FACTS Core can be frequentist or Bayesian, and as adaptive as needed or fixed, and not adaptive at all.

FACTS provides numerous options for the statistical analysis, some of them straight forward, some of them quite novel, though all have been used in actual trials:

  • The endpoint can be continuous, dichotomous, or time to event. Multiple continuous/dichotomous endpoints can be simulated in 1 trial.

  • As well as a control arm, the study arms can be compared with an active comparator.

  • When simulations are executed, they can be executed for a wide range of scenarios. A scenario can be composed of a combination of one of each type of profile – dose response, longitudinal, accrual, and dropout.

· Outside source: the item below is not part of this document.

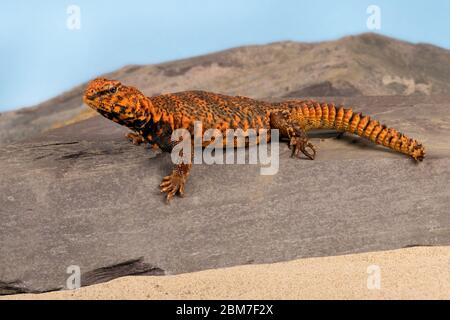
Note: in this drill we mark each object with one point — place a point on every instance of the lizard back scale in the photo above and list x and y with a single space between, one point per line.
153 119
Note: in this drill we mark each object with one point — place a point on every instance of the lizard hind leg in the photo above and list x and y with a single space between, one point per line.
294 129
301 144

  • With either a dichotomous or continuous endpoint, longitudinal models can used to impute the patient’s likely final outcome from early interim measures. This can be used when final endpoint data is missing due to subject drop-out or at interims for subjects who’ve not reached their final endpoint yet.

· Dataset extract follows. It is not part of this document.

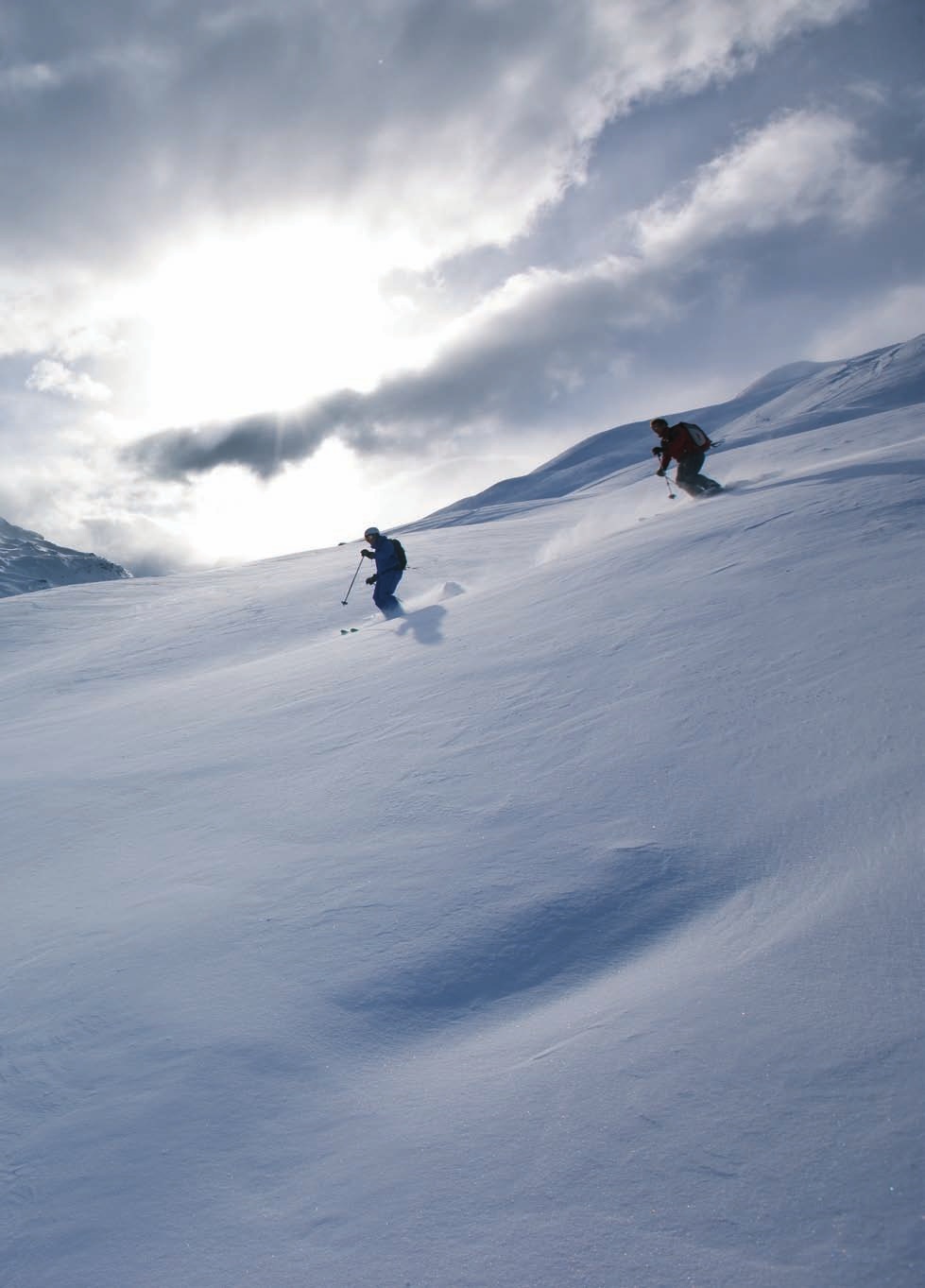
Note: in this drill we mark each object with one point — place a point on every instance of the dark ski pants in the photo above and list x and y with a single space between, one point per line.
385 594
688 475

  • Estimation of the response on the control arm can be augmented using a hierarchical model to borrow from data from previous studies (This is known as Bayesian Augmented Control, BAC).

  • Interim analyses can be specified at fixed intervals by time, the number of subjects recruited, or the number of events observed.

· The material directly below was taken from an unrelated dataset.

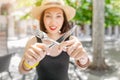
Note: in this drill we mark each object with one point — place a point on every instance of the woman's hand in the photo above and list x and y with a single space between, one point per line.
35 53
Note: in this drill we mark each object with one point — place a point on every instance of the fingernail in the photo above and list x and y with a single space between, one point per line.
48 53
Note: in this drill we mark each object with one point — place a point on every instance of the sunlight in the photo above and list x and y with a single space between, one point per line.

  • At interim analyses, options include:

    • Choosing to stop the whole study for success or futility.

    • Dropping treatment arms

    • Adapting the randomization proportions to favor allocating to the doses that are most likely to be the desired target – which can be the study arm with the maximum response, the EDx, or minimum efficacious dose.

The main tabs in FACTS:

The Study Tab
The Study Tab is used for entering the main characteristics of the study and specifying the treatment arms to be tested in the study. This is where the user specifies the ‘given’ requirements, or constraints, of the trial to be designed.
Virtual Subject Response
The VSR tabs are for specifying the simulation of subject responses. This is either by specifying assumed efficacy scenarios for each treatment arm, or by supplying external data files of simulated subject responses.
Execution
The Execution tab is for specifying operational properties of the trial’s execution to simulate. Specifically, the rate of subject accrual and the probability of subjects dropping out.
Quantities of Interest
The Quantities of Interest tab is for specifying the quantities to be calculated during analyses for output in the results, and possible use in adaptive allocation, early stopping and final evaluation decisions.
Design
The Design tabs are for specifying the statistical analysis and adaptive design rules. These are the design choices available to the trial biostatistician and include how to model the final responses, allocation rules, missing or unobserved data handling, what decisions to make at interims, and how to determine if the overall trial has been successful.
Simulation
The simulation tab is for the user to set up and run simulations. It also allows for viewing of the simulation results either as output simulation files or pre-made graphics that provide many summaries of the simulation outcomes.
Analysis
On the Analysis tab, the user can load an example data set and view the results of the FACTS analysis of that data using the current specified design. This tab is useful for implementation of a design that was simulated in FACTS.

Many of the above tabs also has sub-tabs that help with configuring the specifics of the design simulations. These sub-tabs are described in detail in the tab- specific portions of the user guide.